Before we merge our data sets, we have to prep all each of the individual GOLD and Weissman et al. database to unify both approaches. Check out the notebooks `notebook/gold_proc.ipynb` and `notebook/weissman_proc.ipynb`. 

In [55]:
gold <- readRDS(file = here("output", "databases", "gold_proc.rds"))
weissman <- readRDS(file = here("output", "databases", "weissman_proc.rds"))

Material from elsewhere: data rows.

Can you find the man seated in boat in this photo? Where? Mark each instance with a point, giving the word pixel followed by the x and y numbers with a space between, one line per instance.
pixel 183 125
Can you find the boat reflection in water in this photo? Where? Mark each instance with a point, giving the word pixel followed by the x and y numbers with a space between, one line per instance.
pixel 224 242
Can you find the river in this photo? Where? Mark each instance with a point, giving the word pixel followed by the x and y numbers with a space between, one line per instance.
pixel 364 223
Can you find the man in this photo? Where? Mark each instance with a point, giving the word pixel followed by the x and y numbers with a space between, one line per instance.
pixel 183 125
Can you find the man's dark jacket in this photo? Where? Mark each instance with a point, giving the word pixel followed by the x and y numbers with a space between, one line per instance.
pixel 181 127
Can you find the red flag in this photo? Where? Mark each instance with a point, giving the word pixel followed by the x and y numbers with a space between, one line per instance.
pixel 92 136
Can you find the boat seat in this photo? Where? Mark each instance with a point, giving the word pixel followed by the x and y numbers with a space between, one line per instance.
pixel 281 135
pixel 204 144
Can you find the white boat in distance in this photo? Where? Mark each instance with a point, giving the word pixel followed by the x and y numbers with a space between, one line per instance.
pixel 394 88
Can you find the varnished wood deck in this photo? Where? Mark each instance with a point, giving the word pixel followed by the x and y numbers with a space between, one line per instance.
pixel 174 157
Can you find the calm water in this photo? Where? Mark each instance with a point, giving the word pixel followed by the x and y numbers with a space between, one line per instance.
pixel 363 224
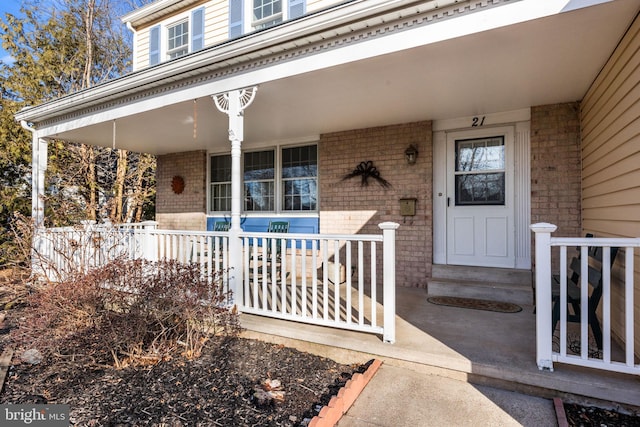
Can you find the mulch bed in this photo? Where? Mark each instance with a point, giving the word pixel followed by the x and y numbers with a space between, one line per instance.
pixel 217 389
pixel 587 416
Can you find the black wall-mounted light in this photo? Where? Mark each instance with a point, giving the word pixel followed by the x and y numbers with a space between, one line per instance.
pixel 411 154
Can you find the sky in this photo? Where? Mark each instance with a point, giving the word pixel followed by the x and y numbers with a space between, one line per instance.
pixel 13 7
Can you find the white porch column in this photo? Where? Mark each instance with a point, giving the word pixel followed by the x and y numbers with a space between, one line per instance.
pixel 233 104
pixel 389 279
pixel 544 335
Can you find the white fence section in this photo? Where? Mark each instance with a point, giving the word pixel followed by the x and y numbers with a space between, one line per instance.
pixel 329 280
pixel 59 252
pixel 577 349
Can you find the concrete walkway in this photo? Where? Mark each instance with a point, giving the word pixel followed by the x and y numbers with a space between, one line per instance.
pixel 397 396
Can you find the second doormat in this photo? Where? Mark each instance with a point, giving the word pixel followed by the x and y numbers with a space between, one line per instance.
pixel 476 304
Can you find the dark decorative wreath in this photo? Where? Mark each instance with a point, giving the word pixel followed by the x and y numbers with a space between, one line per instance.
pixel 365 170
pixel 177 184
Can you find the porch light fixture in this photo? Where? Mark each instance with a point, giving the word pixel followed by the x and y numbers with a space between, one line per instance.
pixel 411 154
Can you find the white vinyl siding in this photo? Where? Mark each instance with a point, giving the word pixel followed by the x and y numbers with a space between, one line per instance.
pixel 216 25
pixel 610 117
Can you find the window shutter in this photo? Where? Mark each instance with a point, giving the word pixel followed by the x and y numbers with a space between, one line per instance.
pixel 154 45
pixel 296 8
pixel 197 29
pixel 236 16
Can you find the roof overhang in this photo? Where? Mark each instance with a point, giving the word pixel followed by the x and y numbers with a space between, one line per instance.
pixel 364 63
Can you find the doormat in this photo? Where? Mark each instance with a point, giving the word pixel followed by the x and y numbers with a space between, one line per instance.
pixel 476 304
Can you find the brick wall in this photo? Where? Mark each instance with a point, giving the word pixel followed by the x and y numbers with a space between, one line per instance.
pixel 349 207
pixel 556 170
pixel 185 211
pixel 555 167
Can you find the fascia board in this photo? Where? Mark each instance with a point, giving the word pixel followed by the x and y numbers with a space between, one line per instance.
pixel 327 24
pixel 330 21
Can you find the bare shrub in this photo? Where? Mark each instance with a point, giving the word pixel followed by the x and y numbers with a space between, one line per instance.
pixel 128 311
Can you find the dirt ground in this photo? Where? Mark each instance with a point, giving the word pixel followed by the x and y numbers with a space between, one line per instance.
pixel 217 389
pixel 235 382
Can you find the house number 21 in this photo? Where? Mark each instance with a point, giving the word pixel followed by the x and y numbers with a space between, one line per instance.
pixel 477 121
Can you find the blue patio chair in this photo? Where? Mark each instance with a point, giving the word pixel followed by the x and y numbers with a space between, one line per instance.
pixel 276 227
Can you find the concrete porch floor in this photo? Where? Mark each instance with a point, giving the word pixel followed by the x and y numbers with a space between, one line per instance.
pixel 481 347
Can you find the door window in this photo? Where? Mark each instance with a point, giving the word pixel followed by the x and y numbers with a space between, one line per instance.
pixel 480 172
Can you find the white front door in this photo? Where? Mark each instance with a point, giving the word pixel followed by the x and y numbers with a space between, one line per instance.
pixel 480 208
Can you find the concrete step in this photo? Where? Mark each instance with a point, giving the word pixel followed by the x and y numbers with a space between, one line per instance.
pixel 504 292
pixel 482 274
pixel 496 284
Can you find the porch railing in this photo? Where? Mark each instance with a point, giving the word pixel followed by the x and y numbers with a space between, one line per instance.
pixel 577 350
pixel 329 280
pixel 59 252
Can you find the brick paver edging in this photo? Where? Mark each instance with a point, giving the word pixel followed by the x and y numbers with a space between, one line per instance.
pixel 341 402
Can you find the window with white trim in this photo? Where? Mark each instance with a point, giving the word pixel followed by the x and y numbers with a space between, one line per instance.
pixel 274 180
pixel 249 15
pixel 220 191
pixel 178 39
pixel 266 13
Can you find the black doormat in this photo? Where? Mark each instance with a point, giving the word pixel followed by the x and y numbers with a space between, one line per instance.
pixel 476 304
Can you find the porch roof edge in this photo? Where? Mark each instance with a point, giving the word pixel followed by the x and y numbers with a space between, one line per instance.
pixel 332 22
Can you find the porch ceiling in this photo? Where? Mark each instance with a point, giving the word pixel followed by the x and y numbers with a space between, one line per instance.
pixel 544 61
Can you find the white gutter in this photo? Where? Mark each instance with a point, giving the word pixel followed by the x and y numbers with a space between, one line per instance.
pixel 327 24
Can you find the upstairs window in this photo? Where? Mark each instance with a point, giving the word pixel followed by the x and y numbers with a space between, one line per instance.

## Checking for duplicates

First, we define a function to check for similar sounding names across all the unique pathways and substrates for all the data sets. Here, we use the `stringdist` function from the `stringdist` package. We use the standard OSA metric (also called the Damerau-Levenshtein distance) to query for potential similarly sounding names of identical pathways or compounds. 

In [56]:
check_matches <- function(df, type=c("pathways","substrates")){
    b_val <- base %>% pull(!!type) %>% unique() %>% str_split(pattern = ", ") %>%
        unlist() %>% unique() %>% na.omit() %>% as.vector()
    
    q_val <- df %>% pull(!!type) %>% unique() %>% str_split(pattern = ", ") %>% 
        unlist() %>% unique() %>% na.omit() %>% as.vector()
    
    check <- map(q_val, ~{
        match <- stringdist(a = .x, b = b_val)
        # match 0 is the same, and match > 2 is too different 
        ret <- b_val[match > 0 & match <= 2]
        if (length(ret) == 0){
            return(NA)
        } else {
            out <- tibble(
                query = rep(.x, length(ret)),
                ref = ret
            )
        }
    })
    check <- check[!sapply(check, function(x) all(is.na(x)))]
    
    return(check)
}

In [57]:
Reduce(check_matches(weissman, "pathways"), f = rbind)
Reduce(check_matches(weissman, "substrate"), f = rbind)

query,ref
<chr>,<chr>
elastin_degradation,plastic_degradation
elastin_degradation,gelatin_degradation


query,ref
<chr>,<chr>
sucrose,fucose
butanol,2-butanol
butanol,1-butanol
ethanol,methanol
glucose,fucose
mannose,maltose
fructose,fucose
lactose,lactate
lactose,galactose
lactose,maltose


We can see that for a lot of the compounds the names might be the same but they're actually different. However, there are certain conventions such as "_" for spaces or "-" that we might need to address for the final merge.  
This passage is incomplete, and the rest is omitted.